Of course we want to go to the moon, but we cannot do it with the occupation. And who’s responsible for the occupation as well? America, the USA. They are sponsoring billions of dollars every year to make us dig under tunnels. I didn’t like it, and it was a sad song at the beginning. How come we are digging tunnels and they are reaching outer space?

Nafar also blames Arab dictators for restraining the purported Palestinian moonwalking dreams:

So the Arab Spring gave us power — that we as people, we believe that we can reach the moon.

In the song we say, we are in the spaceship, the spaceship is ready and we are trying to fly, but somehow the screens on the spaceship are telling us that we are overweight. So the Arab Spring taught us that to do so, we have to drop some of the weight. And we do — we open the window, and we throw out all the Arab leaders, all the dictatorships, all the corrupted money, and we are ready to fly.

While quick to blame Israelis and Americans, the musician refrains from mentioning some pricey line items in the Palestinian Authority (PA) budget which deplete funds that could – if there were a genuine desire - be used for space exploration. A full six percent of the Palestinian budget is spent paying salaries to terrorists serving time in Israeli jails and financially supporting the families of suicide bombers who murdered Israeli civilians.

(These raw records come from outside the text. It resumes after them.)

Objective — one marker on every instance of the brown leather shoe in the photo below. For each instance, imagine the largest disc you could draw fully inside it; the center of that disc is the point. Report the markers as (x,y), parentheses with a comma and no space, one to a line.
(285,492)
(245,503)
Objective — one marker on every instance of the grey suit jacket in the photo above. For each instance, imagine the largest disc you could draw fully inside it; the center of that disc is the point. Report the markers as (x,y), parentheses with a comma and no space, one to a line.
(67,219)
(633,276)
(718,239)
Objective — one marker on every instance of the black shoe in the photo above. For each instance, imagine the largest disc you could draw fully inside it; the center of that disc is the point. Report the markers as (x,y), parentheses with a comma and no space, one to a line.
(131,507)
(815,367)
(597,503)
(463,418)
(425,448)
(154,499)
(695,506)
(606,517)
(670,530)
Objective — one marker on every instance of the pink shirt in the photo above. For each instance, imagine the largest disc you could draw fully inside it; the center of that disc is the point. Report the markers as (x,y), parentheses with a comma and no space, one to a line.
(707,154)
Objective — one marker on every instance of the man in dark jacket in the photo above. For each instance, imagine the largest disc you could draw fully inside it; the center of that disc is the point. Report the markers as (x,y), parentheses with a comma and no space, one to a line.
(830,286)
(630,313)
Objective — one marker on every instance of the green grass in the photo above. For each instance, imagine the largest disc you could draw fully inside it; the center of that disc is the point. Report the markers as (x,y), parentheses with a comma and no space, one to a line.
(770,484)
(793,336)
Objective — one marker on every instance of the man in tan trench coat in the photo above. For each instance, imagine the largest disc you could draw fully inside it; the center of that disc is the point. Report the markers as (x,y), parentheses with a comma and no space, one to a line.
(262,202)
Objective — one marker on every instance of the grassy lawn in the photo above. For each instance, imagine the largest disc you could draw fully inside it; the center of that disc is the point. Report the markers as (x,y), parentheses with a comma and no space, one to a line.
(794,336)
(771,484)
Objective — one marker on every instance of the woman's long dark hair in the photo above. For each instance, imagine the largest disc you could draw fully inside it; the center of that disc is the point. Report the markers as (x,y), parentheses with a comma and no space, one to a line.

The PA spends $4.5 million per month on the prisoners and another $6.5 million on suicide bomber family allowances, sending a strong message to Palestinian parents that suicide bombing is a more lucrative career for their children than rocket science. In 2011, Palestinian Prime Minister Salam Fayyad tripled the monthly pay for the terrorist inmates.

The hip hop musician also did not mention $100 million in unmet pledges to the Palestinians made by the Arab League.

DAM is the band which prompted controversy in 2011 when it was invited by the Portland, Oregon, public school system to play at Lincoln High School. Its songs’ controversial lyrics justify terrorism and compare Israelis to Nazis and rapists.

In its track, “Who’s the Terrorist?” DAM sings:

Democracy? I swear you’re Nazis

With all the times you raped the Arab spirit

It got pregnant and birthed a boy called the suicide bomber

And here you are calling us terrorists

Even while he blamed Israel, band member Nafar conceded in a Rolling Stone Middle East interview that Palestinians can’t blame only Israel for their problems:

While the Israeli occupation affects all aspects of life for Palestinians, says Nafar, there are changes that need to be made from within Palestinian society and problems that can’t just be blamed on the occupation. “You have the same things in Amman, in Morocco and there aren’t any Israeli tanks over there,” he says.

Rolling Stone Middle East also describes a call for women’s rights in the Arab world in one of DAM’s songs on the new album:

“If I Could Go Back In Time” has caused a stir in the Arab world. The video – which quickly went viral – depicts a young woman who tries to resist an arranged marriage and is murdered by male family members, in what is often called an “honor killing.”

Nafar says the song is a reflection of DAM’s support of women’s rights and desire to tackle “taboo subjects.”

While the band is referred to as Palestinian, its members are Arab citizens of Israel from the city of Lod.